Flapping wing Micro Air Vehicles (FWMAVs) hold great potential for real-world applications but are currently still hard to model. In this article, a simplified analysis of the equilibrium state of a tailless FWMAV in forward flight is presented. The definition of the equilibrium state complements previous dynamic and stability analysis, adding new information about the flight behavior of FWMAVs. A new aerodynamic decoupled model has been used for the analysis, considering separately the thrust force generated by the flapping movement and the lift and drag caused by the forward velocity. The aerodynamic forces are included in a dynamic model of the FWMAV, and the equilibrium state is derived. The formulation obtained is explicit in terms of the pitch actuator deflection, thus allowing its use for control corrections, and provides an estimation of the flight velocity.

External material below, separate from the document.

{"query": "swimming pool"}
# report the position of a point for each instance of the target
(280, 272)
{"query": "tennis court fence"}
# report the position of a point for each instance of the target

The thrust needed to maintain height is also formulated, demonstrating that forward flight is more efficient than hovering. The results are validated experimentally for the pitch angle, showing good agreement with the analytical results. Then, the dynamics of the FWMAV are simulated, comparing the results with experiments where the FWMAV goes from hovering to a specific pitch reference while maintaining its height. Additional simulations are performed with basic control considerations, showing how considering the equilibrium state for a feed-forward control significantly improves the flight behavior compared to PI and PID controllers, reducing the convergence time.